Non altrettanto fiducioso è invece un altro esponente dell’area anglofona e segnatamente della Chiesa irlandese, l’arcivescovo (oggi emerito) di Dublino Diarmuid Martin, (α1945) ma per un motivo opposto: perché teme che le aspettative che provengono anche dalla sua pur piccola ma vivace Chiesa locale non siano realizzate, in particolare sul tema della maggiore partecipazione delle donne; si è detto infatti «preoccupato» per il fatto che le tante consultazioni avviate nel popolo di Dio abbiano creato molte «aspettative» che però saranno quasi sicuramente «frustrate», almeno nel breve periodo.

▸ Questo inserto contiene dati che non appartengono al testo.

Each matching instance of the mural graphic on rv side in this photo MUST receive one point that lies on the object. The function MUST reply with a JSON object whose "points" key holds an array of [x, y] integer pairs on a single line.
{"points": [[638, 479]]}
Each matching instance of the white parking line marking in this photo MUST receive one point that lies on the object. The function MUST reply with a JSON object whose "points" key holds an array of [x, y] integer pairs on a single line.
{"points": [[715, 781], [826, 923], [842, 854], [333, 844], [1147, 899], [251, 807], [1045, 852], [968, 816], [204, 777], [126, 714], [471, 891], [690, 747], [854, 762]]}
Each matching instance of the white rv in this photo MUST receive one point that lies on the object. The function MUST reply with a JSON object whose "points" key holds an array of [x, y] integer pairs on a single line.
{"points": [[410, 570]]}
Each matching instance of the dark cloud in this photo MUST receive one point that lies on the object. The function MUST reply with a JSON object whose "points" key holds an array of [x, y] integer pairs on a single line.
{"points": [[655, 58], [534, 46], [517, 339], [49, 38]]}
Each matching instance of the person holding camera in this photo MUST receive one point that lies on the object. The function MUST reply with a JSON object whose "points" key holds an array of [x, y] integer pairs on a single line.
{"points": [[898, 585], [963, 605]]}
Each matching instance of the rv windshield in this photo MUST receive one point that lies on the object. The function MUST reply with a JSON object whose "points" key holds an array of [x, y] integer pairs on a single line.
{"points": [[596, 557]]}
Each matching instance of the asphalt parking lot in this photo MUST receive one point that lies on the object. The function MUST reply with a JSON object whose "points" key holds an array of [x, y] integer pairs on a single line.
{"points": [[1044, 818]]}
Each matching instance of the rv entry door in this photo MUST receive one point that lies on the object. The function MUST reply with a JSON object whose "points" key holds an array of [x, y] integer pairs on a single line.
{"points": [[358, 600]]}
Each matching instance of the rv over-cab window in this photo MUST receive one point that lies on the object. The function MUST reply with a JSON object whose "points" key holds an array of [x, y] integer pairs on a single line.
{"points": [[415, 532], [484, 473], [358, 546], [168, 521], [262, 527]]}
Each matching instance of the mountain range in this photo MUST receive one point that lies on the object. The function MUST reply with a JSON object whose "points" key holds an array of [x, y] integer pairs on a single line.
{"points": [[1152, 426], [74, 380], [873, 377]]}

Non dimenticate le Chiese orientali! Infine, si esprime ufficialmente dalla sua sede «in esilio» di Erbil (Kurdistan iracheno) il cardinale Louis Raphaël Sako, (α1948) patriarca dei caldei, con un testo su che cosa aspettarsi dal Sinodo: «In un tempo di instabilità, di difficoltà incontrate dalla cultura attuale in questioni difficili, e in particolare di predominio del liberalismo secolare, la Chiesa, madre e maestra, e il papa successore di Pietro, roccia su cui poggia la Chiesa e che garantisce la sua unità, deve avvalersi della sua autorità magisteriale nel processo di autorinnovamento e delle sue strutture con piena convinzione, conservando fedelmente il deposito della fede e della morale di base. Occorre distinguere tra ciò che è reale ed esprimere lo spirito che non si può abbandonare, e ciò che è immediato-pratico legato alle condizioni del tempo e dello spazio, che va aggiornato». E dopo aver ricordato che «le speranze dei fedeli cristiani attendono un nuovo orizzonte aperto dal cammino sinodale nella vita della Chiesa», si augura che il Sinodo abbia «un’attenzione particolare alle Chiese orientali, culla del cristianesimo, che sono minacciate nella propria esistenza!».

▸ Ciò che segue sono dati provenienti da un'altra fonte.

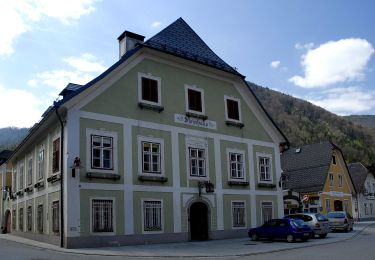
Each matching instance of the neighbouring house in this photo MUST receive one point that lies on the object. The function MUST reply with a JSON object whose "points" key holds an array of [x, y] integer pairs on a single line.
{"points": [[169, 144], [5, 184], [319, 174], [364, 183]]}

Maria Elisabetta Gandolfi “re-blog.it” 11 settembre 2023
Il Sinodo e la preoccupazione per le polarizzazioni: tre rimedi
“…come se non avessero nulla da imparare dalla storia, che è maestra di vita, e come se ai tempi dei precedenti Concili tutto procedesse felicemente quanto alla dottrina cristiana, alla morale, alla giusta libertà della Chiesa.” Giovanni XXII
In un bel testo, appena pubblicato su “Re-blog” ↑ M. E. Gandolfi sintetizza alcune delle principali preoccupazioni in vista della Assemblea del Sinodo dei Vescovi che si aprirà ad ottobre. Ci sono “diverse preoccupazioni” che possono essere sintetizzate in due atteggiamenti polari: da un lato la preoccupazione che la tradizione dal Sinodo venga modificata e tradita, dall’altro la preoccupazione che la tradizione dal Sinodo non venga modificata e resti spenta. Si può essere profeti di sventura in due modi: o perché si crede che tutto sarà distrutto dopo il Sinodo, o perché si crede che nulla cambierà dopo il Sinodo.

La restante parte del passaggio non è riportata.